新日本酒紀行「稲田姫」稲田本店外観 Photo by Yohko Yamamoto

醸し、新し、おもしろし!飲む場も楽しい姫の地酒

 稲田姫とは、ヤマタノオロチ伝説でスサノオノミコトに助けられて妻になった稲と田の女神様。その姫の名の酒を醸すのが鳥取県米子市の稲田本店だ。2009年から、社長の成瀬以久さんがかじを取る。創業は1673年という老舗蔵。稲田家は昭和初期、東郷平八郎元帥が飲んで気に入り命名した「トップ水雷」がヒットしたものの、その後消費は低迷。後継者も不在で、1995年に以久さんの父、梅原正顕さんが経営を引き継いだ。「鳥取県南部町御内谷(みうちだに)の父の家は元酒蔵でしたが、戦時中の統制で酒造りができず、復活は悲願でした」と以久さん。だが一度傾いた酒蔵は立て直しが難しく、正顕さんは2人の弟に相談し、「飲む人を増やすことだ」と共同で99年に東京でそばと和食の店「稲田屋」を開店。順調に客足を伸ばして10店以上に増え、酒の消費も伸びた。

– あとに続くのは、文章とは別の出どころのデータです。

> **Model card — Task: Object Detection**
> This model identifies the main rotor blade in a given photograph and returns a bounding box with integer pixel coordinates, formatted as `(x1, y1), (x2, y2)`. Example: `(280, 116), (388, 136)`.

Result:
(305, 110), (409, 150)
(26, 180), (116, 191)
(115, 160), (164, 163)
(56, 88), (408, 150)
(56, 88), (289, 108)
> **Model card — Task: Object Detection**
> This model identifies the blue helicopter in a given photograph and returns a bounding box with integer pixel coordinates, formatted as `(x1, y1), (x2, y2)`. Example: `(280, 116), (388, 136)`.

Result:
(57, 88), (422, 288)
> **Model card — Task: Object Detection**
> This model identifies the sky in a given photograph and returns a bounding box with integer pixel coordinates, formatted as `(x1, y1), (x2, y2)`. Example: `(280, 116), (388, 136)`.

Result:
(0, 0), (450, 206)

 仕込み水は大山の伏流水をくみに行き、強力(ごうりき)など県独自の酒米を積極的に使う。2021年に南部町で農業法人天宮ファームを設立し、酒米やリキュール用の赤シソを栽培。自社栽培することで農産物への理解を深める。また、二十世紀梨のリキュールや、県内の北条ワインの樽で熟成させた米焼酎など、地元に特化した商品開発に力を入れる。